Deep convolutional networks on the pitch spiral for musical instrument recognition
This work addresses instrument recognition for music analysis, but it is incremental as it benchmarks and combines existing convolutional strategies without introducing a fundamentally new approach.
The paper tackled the problem of audio-based musical instrument recognition by developing deep convolutional networks with different weight sharing strategies in the time-frequency domain, achieving the best classification accuracy through a hybrid architecture combining temporal, time-frequency, and pitch spiral kernels.

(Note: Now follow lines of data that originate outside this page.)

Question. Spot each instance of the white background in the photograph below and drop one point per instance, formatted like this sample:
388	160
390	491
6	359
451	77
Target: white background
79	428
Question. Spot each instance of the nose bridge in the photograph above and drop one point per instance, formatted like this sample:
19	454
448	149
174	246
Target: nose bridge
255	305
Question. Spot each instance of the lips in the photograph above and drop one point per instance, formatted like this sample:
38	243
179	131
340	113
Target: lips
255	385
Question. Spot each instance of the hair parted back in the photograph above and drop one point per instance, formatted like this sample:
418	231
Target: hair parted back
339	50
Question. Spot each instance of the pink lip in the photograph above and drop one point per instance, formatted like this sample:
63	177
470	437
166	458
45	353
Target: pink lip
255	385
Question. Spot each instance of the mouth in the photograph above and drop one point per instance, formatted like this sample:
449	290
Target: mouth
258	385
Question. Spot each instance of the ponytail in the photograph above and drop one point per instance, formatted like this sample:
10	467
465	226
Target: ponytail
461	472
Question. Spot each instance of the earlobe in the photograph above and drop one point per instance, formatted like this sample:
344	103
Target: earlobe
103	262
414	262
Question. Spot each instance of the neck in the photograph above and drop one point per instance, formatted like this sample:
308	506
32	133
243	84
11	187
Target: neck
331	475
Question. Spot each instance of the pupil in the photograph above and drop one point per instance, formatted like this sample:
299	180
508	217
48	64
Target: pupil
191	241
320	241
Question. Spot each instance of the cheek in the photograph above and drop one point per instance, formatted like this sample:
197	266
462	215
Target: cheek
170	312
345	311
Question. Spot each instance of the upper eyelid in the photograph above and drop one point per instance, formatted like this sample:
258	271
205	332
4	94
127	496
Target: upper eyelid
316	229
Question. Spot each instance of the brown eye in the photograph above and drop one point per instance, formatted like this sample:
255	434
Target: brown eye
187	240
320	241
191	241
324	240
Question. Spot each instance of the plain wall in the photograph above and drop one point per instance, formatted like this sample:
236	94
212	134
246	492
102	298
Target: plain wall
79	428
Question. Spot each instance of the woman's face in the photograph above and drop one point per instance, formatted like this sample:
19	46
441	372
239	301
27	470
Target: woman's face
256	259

Musical performance combines a wide range of pitches, nuances, and expressive techniques. Audio-based classification of musical instruments thus requires to build signal representations that are invariant to such transformations. This article investigates the construction of learned convolutional architectures for instrument recognition, given a limited amount of annotated training data. In this context, we benchmark three different weight sharing strategies for deep convolutional networks in the time-frequency domain: temporal kernels; time-frequency kernels; and a linear combination of time-frequency kernels which are one octave apart, akin to a Shepard pitch spiral. We provide an acoustical interpretation of these strategies within the source-filter framework of quasi-harmonic sounds with a fixed spectral envelope, which are archetypal of musical notes. The best classification accuracy is obtained by hybridizing all three convolutional layers into a single deep learning architecture.